On our walk to dinner we experienced our first Peruvian parade around the main plaza. The place was packed with observers, and the parade included several bands and children dressed up in costumes carrying pictures of animals. We never found out what the occasion was, but it was fun to watch the parade. At dinner, we both tried alpaca for the first time. It was delicious and very tender. I think I liked it better than the llama I tried in Argentina.

Our last day on Lake Titicaca was the best with an all day tour of the floating islands and Isla Taquille. I was really excited to visit the floating islands and see how they were constructed. The islands were only a 40 minute boat ride from Puno. Each island was 100’ by 200’ with 4 houses on each island. The islands were close to each other, and there was a main waterway acting as the main boulevard for the village. Around the village were reeds for as far as we could see which helped camouflage the villages from anyone looking from Puno.

The Uros people created the islands to protect them from pre-Inca attackers. The construction of each island takes 1 year and once completed will last 60 years. The island floor is reeds, and when you walk on it your feet sink a little. Also, when a boat passes the island, the whole island moves with the waves!

Once we arrived to one of the islands, the families welcomed us, and we sat down to learn about their culture and the construction of the island. The first step of the process is to harvest large pieces of the reeds’ roots. The best time of year is during rainy season when the roots start to float. Each island has 3 blocks or so. The blocks are moved to the desired location, sometimes 7km away. Then the reeds are cut at the base, still allowing for the plants to live. Next, stakes are pounded into each block, and the stakes are tied together with rope made of dried reeds. Eventually, the blocks will merge into 1. The cut reeds are laid down layer by layer each facing the opposite direction to create a crisscross of reeds. Additional reeds are placed where the houses will be built for additional support. The houses are 1 room only as the cooking is all completed in the common area outside.

As the head of household was describing the building process, the local women passed out reed roots for us to eat. They tasted like cucumbers. Reed roots and fish are the staples of their diet. After the demo, we toured the houses and looked at their handy-crafts for sale. Then we loaded onto a boat made of reeds for a cruise to another island. Amazing how they make everything that they need out of reeds!

Following our floating island tour, we returned to our speed boat to travel to Isla Taquille, which is 34 kilometers from Puno. The island’s tribe is known for their costumes and weaving. When we arrived, we walked 30 minutes uphill to the town center. The views were spectacular of the sapphire blue lake and the island farms. One farm had lambs that were so small and cute standing next to their big mamas! It made me not want to eat lamb ever again!

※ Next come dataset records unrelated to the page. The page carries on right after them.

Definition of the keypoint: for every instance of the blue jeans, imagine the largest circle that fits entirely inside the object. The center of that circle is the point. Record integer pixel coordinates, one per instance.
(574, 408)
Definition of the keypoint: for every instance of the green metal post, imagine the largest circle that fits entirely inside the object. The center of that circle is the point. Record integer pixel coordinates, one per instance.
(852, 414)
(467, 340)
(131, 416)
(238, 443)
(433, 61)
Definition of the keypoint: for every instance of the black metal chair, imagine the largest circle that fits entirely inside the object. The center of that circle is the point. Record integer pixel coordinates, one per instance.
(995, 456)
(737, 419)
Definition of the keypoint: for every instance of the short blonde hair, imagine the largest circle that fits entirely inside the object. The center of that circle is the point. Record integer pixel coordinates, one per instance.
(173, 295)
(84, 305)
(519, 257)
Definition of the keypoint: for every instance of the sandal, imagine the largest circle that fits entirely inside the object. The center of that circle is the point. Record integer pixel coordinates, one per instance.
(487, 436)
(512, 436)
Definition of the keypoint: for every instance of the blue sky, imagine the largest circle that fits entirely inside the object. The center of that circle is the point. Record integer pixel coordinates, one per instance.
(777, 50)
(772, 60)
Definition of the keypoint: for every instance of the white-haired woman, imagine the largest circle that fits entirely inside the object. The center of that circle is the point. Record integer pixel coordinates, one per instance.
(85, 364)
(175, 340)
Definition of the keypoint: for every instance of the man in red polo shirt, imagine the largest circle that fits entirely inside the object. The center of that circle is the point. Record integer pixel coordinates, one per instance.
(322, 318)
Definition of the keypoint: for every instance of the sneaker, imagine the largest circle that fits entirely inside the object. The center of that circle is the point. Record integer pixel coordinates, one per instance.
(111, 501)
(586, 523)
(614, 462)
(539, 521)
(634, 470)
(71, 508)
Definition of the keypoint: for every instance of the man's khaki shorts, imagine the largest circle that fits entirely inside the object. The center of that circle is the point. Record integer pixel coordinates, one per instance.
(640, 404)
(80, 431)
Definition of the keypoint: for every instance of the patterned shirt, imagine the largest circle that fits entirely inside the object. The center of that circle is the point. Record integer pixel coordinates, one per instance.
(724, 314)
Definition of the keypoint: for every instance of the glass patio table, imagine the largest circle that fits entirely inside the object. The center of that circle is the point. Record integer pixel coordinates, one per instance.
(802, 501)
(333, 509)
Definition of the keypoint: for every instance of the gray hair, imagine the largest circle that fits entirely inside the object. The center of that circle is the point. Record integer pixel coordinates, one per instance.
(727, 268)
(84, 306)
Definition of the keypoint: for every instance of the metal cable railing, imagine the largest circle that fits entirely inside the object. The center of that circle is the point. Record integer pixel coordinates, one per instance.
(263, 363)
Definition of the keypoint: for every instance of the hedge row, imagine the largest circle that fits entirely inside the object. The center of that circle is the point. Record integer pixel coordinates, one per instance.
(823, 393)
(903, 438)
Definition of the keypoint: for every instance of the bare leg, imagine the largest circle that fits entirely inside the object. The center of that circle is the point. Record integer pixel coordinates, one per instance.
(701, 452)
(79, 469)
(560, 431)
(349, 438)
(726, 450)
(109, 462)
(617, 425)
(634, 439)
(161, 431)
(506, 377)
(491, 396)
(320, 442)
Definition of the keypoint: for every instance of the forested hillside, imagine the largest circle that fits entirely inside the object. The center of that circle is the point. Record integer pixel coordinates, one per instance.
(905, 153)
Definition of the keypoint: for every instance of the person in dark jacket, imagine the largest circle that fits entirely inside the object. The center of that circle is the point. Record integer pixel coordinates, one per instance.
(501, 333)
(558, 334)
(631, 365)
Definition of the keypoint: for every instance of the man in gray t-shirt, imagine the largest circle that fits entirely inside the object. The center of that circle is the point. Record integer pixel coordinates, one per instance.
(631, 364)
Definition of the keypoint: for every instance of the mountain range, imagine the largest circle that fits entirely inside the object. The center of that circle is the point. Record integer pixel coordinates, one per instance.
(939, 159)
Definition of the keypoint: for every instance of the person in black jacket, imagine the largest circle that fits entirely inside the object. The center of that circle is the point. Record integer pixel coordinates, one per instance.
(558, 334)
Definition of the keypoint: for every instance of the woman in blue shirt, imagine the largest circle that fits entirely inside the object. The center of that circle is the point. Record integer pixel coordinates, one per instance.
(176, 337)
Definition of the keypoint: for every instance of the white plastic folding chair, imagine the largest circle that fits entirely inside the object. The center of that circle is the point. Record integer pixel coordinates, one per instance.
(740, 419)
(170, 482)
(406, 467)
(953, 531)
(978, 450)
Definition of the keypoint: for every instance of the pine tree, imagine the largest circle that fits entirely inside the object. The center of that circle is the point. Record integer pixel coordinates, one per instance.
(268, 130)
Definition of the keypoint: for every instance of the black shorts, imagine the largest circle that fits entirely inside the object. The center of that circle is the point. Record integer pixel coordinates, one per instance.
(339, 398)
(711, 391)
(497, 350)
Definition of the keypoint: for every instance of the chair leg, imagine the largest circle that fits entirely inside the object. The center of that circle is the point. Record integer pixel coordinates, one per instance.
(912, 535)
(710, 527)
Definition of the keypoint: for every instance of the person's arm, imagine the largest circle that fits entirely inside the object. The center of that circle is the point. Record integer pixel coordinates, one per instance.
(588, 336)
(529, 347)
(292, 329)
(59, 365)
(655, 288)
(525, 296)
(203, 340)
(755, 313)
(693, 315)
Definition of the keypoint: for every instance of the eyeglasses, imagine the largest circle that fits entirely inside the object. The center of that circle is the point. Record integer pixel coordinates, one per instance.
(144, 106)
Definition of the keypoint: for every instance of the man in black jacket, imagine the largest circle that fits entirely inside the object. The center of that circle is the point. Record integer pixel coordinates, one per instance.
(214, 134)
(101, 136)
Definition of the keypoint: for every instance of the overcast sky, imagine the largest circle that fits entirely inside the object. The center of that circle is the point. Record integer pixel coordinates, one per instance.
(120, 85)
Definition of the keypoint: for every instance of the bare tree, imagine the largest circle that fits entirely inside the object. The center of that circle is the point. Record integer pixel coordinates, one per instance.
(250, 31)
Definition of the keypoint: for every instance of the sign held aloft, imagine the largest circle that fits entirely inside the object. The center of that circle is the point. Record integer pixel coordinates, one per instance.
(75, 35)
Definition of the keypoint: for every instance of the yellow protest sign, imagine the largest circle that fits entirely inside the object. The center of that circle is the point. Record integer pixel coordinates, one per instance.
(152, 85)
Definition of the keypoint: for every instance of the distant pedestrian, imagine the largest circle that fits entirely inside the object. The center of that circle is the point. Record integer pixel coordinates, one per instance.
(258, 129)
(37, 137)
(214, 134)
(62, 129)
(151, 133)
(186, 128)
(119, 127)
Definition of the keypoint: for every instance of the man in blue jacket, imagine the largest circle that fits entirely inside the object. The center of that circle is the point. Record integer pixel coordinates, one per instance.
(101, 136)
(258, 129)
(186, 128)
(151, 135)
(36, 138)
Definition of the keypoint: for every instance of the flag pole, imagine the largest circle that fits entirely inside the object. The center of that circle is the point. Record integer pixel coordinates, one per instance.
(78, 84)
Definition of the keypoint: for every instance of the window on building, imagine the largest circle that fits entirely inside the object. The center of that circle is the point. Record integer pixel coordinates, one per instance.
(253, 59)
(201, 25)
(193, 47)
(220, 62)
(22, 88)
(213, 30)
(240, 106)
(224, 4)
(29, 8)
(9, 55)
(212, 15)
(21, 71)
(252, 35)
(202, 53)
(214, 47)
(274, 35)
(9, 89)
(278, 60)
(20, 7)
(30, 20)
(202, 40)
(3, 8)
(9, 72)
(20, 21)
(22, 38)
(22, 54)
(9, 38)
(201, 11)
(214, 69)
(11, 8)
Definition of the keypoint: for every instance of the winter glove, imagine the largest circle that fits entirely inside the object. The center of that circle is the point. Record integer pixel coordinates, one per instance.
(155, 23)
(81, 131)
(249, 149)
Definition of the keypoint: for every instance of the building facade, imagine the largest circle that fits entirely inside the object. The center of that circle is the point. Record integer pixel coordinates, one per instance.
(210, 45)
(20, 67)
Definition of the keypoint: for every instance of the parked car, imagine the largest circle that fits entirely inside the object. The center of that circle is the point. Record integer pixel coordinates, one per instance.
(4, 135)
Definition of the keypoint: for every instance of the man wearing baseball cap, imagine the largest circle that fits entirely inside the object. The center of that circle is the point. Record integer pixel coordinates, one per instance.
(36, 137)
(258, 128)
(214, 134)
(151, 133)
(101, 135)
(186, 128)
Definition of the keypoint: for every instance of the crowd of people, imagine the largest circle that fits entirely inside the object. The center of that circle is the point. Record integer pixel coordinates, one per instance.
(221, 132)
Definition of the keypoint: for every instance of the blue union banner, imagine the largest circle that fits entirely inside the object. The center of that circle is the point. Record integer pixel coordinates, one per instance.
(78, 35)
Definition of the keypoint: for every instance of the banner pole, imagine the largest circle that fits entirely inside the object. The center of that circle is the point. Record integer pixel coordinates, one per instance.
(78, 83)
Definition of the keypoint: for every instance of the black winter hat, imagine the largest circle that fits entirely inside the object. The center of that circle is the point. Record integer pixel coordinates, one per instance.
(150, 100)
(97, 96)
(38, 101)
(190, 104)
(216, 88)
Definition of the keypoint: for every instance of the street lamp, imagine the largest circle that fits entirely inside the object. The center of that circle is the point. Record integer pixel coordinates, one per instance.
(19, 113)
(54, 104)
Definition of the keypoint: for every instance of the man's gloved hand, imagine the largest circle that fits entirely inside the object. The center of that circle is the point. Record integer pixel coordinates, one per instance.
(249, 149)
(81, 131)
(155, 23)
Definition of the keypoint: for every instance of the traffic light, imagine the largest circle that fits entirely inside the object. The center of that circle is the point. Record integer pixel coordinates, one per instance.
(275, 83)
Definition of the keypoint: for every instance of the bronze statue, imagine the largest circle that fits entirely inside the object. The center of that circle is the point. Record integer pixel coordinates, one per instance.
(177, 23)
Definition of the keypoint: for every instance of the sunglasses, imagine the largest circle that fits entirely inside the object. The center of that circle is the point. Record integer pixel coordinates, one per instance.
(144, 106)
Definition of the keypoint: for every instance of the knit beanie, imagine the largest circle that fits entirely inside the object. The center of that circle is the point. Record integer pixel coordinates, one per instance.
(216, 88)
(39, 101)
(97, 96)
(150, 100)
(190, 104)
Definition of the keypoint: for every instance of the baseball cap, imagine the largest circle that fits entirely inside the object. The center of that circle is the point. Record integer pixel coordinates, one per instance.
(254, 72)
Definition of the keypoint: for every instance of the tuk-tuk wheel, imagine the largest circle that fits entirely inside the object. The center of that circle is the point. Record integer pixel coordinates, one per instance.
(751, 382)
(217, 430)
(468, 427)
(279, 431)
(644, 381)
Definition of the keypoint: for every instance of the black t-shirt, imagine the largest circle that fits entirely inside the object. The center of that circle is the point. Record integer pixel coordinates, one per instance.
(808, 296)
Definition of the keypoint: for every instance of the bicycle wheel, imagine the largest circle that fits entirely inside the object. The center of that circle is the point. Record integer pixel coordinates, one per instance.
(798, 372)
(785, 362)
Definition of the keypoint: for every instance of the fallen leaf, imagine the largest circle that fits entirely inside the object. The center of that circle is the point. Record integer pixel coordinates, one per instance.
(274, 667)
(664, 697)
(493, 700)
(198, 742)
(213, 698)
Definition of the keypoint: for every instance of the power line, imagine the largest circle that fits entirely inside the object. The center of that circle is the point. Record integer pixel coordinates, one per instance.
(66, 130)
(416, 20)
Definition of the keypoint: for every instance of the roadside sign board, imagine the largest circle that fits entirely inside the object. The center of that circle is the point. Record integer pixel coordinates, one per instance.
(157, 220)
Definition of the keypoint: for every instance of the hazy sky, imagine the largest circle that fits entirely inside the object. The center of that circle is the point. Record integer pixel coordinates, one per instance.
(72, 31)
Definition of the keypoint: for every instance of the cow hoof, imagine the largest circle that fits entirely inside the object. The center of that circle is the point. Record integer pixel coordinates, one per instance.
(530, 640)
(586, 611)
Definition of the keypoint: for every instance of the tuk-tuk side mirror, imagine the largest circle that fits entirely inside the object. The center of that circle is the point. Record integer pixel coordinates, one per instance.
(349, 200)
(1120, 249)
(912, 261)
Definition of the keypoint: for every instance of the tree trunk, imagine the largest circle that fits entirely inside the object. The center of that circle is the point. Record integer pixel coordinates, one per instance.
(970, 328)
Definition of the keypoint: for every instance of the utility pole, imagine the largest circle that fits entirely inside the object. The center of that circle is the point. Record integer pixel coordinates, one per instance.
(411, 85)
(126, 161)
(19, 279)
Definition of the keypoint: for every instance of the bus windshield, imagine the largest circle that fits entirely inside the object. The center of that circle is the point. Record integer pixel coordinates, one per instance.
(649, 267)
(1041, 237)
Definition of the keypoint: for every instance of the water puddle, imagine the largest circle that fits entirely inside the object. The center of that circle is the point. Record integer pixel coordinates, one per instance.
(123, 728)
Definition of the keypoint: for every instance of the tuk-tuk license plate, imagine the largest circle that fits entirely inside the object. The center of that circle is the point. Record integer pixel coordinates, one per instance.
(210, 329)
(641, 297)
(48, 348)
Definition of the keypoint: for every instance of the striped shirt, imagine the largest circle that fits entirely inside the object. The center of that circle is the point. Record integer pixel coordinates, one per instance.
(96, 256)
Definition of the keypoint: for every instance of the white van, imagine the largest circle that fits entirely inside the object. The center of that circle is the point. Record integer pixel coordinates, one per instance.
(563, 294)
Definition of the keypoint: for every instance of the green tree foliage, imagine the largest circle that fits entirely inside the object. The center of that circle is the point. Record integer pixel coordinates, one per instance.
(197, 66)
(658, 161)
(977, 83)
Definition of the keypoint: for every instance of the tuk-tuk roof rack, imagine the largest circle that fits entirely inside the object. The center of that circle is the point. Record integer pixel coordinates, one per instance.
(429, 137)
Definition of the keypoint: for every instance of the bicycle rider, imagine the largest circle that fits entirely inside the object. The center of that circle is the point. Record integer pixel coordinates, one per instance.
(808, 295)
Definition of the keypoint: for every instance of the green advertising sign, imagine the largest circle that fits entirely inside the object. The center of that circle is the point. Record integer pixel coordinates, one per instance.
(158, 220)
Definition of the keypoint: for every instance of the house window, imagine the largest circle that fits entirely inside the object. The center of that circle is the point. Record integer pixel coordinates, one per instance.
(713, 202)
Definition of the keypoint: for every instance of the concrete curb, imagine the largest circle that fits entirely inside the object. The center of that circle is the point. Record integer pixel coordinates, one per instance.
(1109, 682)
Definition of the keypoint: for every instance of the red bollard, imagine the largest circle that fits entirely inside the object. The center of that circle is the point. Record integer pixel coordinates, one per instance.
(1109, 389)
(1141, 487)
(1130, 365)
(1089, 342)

The main square had a local community shop selling the locally made hats, gloves, and scarves. Everything was handmade on the islands with hand spun wool. The men were expert knitters too!

The costumes that everyone on the island wore for daily life were introduced by the Spanish. Each man wore a knitted hat. If the hat was all red, it signified that he was married, and if it was white and red, then he was single. If the man was an elected official he wore a colorful hat. The unmarried girls wore layers of colorful skirts, and the married women wore darker skirts.

Our tour was great, and we learned so much about the local culture, which was nice, especially after our not very informative tour of the sun island. About 10 minutes from Puno, our boat sputtered to a halt as it had run out of diesel. After floating for 20 minutes or so another boat came to tug us into shore! Our boat’s name was Titanic which we thought was very fitting and we should have expected for something to go wrong with the boat!  What an ending to our wonderful time on Lake Titicaca!